The third of these trends is perhaps the most innovative and significant, in that it provides a way to short cut a process that previously – using standards alone – would make such transitions more laborious, lengthy, and uncertain. That’s true not only in isolation (i.e., within a given project), but systemically as well, since OPNFV will work in concert with other equally significant open source projects, such as Open Stack, OpenDaylight (another Linux Foundation project) and Open vSwitch to ensure that code can be integrated up and downstream in a growing, pervasive ecosystem of industrial strength open source code.
The press release issued this morning summarized that aspect as follows:
OPNFV will establish a carrier-grade, integrated, open source reference platform that industry peers will build together to advance the evolution of NFV and ensure consistency, performance and interoperability among multiple open source components. Because multiple open source NFV building blocks already exist, OPNFV will work with upstream projects to coordinate continuous integration and testing while filling development gaps.

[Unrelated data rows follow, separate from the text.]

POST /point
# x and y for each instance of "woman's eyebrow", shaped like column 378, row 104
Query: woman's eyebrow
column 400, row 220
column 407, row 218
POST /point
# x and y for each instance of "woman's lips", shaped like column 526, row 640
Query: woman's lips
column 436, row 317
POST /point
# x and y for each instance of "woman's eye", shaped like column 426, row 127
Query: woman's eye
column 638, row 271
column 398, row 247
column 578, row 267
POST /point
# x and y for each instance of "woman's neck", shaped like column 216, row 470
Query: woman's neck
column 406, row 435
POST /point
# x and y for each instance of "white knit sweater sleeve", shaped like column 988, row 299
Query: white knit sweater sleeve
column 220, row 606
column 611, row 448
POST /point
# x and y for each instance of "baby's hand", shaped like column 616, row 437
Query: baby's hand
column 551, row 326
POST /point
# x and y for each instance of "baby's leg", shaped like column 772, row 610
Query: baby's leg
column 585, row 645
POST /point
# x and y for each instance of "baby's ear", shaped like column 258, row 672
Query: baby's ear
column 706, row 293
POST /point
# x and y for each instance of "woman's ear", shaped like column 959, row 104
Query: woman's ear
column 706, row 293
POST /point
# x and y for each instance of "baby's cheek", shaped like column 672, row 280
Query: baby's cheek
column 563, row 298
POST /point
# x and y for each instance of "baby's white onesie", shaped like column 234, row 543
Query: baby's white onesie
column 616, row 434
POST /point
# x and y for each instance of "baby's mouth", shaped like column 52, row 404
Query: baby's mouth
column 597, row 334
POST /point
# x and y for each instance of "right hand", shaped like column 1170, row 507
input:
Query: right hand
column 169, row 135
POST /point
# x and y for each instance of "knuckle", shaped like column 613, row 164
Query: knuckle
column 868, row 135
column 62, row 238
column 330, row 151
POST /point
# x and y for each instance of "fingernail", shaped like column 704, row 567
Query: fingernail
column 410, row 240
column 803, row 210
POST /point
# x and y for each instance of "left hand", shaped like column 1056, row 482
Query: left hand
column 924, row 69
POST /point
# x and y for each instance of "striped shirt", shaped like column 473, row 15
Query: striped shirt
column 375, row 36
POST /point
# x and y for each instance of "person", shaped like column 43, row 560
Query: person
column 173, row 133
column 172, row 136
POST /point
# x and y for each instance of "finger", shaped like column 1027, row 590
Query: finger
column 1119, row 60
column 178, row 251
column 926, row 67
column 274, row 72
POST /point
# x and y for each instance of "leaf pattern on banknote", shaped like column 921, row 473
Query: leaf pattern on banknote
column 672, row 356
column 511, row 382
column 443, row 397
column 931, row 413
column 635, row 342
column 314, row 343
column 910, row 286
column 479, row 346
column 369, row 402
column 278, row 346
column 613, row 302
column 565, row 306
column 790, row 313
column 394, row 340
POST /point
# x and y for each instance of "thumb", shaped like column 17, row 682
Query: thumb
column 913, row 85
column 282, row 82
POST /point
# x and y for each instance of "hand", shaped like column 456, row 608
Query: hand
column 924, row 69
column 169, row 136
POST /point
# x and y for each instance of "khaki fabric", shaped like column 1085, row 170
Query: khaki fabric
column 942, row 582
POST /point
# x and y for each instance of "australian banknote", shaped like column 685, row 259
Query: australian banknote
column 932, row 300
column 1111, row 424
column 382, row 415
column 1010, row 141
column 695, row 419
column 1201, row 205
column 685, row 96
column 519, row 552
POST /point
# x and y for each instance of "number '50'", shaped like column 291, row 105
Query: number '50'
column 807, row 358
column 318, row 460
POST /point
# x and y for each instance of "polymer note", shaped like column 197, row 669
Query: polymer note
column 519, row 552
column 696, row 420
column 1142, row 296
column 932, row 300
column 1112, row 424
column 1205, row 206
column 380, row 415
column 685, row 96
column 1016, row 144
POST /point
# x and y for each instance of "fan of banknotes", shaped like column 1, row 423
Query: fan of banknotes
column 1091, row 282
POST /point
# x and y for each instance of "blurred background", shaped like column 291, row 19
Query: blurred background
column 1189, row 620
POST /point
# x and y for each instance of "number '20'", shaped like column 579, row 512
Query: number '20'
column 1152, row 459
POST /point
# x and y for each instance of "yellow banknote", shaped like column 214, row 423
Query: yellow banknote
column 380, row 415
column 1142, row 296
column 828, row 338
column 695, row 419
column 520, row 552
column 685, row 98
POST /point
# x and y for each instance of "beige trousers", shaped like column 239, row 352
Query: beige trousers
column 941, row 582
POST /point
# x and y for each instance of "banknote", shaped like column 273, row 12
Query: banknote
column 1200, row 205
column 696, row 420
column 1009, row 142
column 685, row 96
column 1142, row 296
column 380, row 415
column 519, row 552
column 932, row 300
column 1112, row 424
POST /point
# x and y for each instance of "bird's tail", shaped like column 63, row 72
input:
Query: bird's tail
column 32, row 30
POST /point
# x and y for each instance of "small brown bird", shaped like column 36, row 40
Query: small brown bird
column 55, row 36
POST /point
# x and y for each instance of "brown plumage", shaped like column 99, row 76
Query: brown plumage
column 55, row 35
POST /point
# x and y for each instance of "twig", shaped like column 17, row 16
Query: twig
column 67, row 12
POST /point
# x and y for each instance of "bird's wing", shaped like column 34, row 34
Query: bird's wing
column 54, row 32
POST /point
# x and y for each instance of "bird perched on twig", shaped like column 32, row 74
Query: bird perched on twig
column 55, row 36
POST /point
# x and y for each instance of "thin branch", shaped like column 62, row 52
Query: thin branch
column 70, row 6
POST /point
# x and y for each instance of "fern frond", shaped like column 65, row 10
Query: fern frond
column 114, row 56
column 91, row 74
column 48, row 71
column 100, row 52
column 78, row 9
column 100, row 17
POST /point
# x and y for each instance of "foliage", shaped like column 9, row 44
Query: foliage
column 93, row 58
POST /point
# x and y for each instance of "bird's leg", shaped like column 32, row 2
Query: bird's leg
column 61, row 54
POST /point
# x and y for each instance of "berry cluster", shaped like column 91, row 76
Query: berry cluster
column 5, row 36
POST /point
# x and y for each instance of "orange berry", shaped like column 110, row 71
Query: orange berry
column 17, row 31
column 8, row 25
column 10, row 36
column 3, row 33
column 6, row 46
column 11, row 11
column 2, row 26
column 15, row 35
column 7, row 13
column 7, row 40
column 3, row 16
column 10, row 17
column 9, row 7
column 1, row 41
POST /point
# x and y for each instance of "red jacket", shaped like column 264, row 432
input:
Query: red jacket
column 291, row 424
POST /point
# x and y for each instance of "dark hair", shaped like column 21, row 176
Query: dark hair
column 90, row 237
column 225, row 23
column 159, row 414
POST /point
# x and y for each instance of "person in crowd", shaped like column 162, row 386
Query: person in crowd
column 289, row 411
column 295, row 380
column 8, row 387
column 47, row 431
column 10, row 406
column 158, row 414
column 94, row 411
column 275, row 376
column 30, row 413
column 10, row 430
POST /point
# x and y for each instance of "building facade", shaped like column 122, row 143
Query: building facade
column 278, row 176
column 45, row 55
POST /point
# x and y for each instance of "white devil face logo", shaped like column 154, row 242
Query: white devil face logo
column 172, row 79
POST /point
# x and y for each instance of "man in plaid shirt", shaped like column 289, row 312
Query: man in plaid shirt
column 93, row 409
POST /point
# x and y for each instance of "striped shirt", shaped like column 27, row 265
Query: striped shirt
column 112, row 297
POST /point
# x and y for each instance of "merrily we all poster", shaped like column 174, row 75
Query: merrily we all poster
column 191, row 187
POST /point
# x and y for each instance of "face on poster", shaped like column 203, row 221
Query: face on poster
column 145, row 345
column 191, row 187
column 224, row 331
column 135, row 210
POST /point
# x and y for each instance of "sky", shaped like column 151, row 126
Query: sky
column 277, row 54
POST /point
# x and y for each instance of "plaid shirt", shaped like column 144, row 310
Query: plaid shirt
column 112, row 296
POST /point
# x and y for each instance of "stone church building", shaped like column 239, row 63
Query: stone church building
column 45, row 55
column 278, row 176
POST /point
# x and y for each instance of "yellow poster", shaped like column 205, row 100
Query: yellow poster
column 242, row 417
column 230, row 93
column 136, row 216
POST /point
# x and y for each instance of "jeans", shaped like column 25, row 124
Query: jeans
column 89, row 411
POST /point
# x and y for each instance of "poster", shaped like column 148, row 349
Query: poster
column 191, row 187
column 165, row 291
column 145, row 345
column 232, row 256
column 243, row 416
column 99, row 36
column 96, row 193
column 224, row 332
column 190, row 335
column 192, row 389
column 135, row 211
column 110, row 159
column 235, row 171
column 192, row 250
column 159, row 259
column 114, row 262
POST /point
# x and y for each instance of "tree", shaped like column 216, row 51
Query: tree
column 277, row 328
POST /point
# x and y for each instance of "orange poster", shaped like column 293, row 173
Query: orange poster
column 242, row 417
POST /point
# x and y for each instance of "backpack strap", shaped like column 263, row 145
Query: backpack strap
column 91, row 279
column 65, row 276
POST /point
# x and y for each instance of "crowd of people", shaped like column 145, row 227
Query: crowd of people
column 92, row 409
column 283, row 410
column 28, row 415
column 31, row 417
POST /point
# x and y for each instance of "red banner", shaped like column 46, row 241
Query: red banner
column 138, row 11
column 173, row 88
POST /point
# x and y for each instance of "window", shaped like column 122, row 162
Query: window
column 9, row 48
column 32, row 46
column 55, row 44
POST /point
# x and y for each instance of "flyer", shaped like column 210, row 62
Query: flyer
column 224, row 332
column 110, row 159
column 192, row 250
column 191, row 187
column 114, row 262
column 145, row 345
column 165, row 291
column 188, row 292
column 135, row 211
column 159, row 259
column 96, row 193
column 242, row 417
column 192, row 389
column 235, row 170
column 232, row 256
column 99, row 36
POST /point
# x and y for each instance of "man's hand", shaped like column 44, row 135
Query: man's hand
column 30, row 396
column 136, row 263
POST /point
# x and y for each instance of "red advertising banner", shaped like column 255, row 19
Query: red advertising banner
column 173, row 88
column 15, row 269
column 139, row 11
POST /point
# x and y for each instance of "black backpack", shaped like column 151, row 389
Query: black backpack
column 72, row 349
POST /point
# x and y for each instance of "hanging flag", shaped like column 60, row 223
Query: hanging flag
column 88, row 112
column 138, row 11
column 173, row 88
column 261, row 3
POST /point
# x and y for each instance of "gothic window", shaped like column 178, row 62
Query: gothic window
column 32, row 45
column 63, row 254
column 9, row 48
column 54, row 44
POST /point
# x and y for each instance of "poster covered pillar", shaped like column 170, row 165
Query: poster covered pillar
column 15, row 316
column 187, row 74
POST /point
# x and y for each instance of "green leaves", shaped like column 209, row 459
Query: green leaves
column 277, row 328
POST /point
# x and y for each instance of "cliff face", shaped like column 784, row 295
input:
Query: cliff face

The project is also significant for reflecting a growing recognition that open source projects need to incorporate open standards planning into their work programs from the beginning, rather than as an afterthought. Open source developers have always necessarily coded to relevant standards in the past, but there has been little collaboration between open source projects and standards development organizations along the way in order to optimize achievement of their respective goals. Here’s how the press release describes this new approach:
While not developing standards, OPNFV will work closely with ETSI’s NFV ISG, among others, to drive consistent implementation of standards for an open NFV reference platform. When open source software development is aligned with standards development, it can root out issues early, identify resolutions and become the de facto codebase, resulting in a far more economical approach to platform development.
Whether all of the many and similarly ambitious open source initiatives launched over the last eighteen months will fully realize their goals remains to be seen. But the rapid launch of so many initiatives will certainly help achieve another important goal: evolving the types of governance structures, best practices, and inter-project cooperation mechanisms essential to perfect this newest approach to the pursuit of interoperability, reliability and efficiency.